Professor H Sama Nwana, partner at Cenerva and a technology and telecommunications expert, was recently asked to participate at a workshop organised by the Collaboration on International ICT Policy for East and Southern Africa (CIPESA).
This workshop focused in on the impact of digital taxation on digital rights in Africa, sharing perspectives from platform operators, national and regional regulatory bodies, tax authorities, and policy makers.
Participants looked at issues around good digital taxation practices and the impact of taxation on users and national ecosystems.
Professor Nwana explained to the attendees how digital taxes in various forms are not only regressive, they disenfranchise poor and marginalised groups such as women and young people.

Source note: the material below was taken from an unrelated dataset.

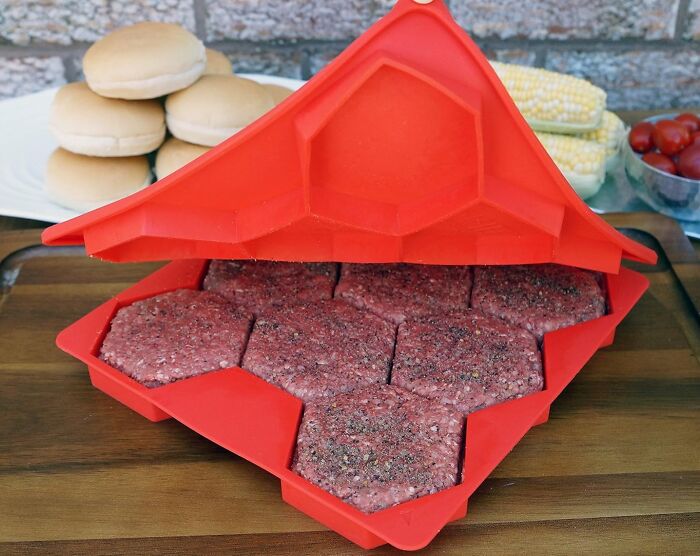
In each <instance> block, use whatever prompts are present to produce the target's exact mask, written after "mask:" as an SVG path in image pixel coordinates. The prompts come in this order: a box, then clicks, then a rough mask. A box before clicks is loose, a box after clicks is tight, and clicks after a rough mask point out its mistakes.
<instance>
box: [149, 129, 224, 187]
mask: <svg viewBox="0 0 700 556" xmlns="http://www.w3.org/2000/svg"><path fill="white" fill-rule="evenodd" d="M209 150H211V147H203V146H202V145H193V144H192V143H186V142H185V141H180V139H178V138H176V137H171V138H170V139H168V140H167V141H166V142H165V143H163V146H162V147H161V148H160V149H159V150H158V154H157V155H156V177H157V178H158V179H159V180H161V179H163V178H164V177H165V176H167V175H169V174H172V173H173V172H174V171H175V170H178V169H180V168H182V167H183V166H184V165H185V164H189V163H190V162H192V161H193V160H194V159H195V158H197V157H199V156H201V155H203V154H204V153H205V152H207V151H209Z"/></svg>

“If you apply a flat tax, it is going to affect the less privileged and people who need the internet the most, such as women in rural areas. The social media tax in Uganda impacted some of the poorer provinces more than people in urban areas such as the capital Kampala,” he explained.
Countries that have implemented digital taxes have seen a subsequent reduction in internet use and usage, resulting in lower government revenue.
“This is paradoxical because when you try to drive up your tax revenue by putting up more taxes onto the system, people stop using data services to transact or carry out other businesses such as agriculture and financial services,” said Nwana.
Across Africa, the Information and Communications Technology (ICT) sector is growing. And governments are looking to this market as a source of new revenue.
The introduction of digital taxes in Uganda was featured as a case study in the workshop. A tax on social media use, introduced in 2018, lead to rapidly falling internet subscriptions and failed as a source of government revenue. This was scrapped in 2021 and replaced with a tax on internet data. While too early to see the effects of this, it is anticipated to have a continued affect on internet access.
In general, there appears to be no agreement among stakeholders on digital tax regulations, with lobbyists, economists, technologists, and innovators clashing with tax agencies and communications regulators over how to support economic growth while accelerating digital transformation and protecting digital rights.
Prof. Nwana explained how research shows that for every 10% increase in mobile broadband penetration, there is an increase of between 0.82 to 1.4% in Gross Domestic Product (GDP) of developing countries in Africa.
“Why do we want to forego this growth by increasing taxes which drops the number of people using broadband data services, which clearly adds significant value and GDP growth to our economy?”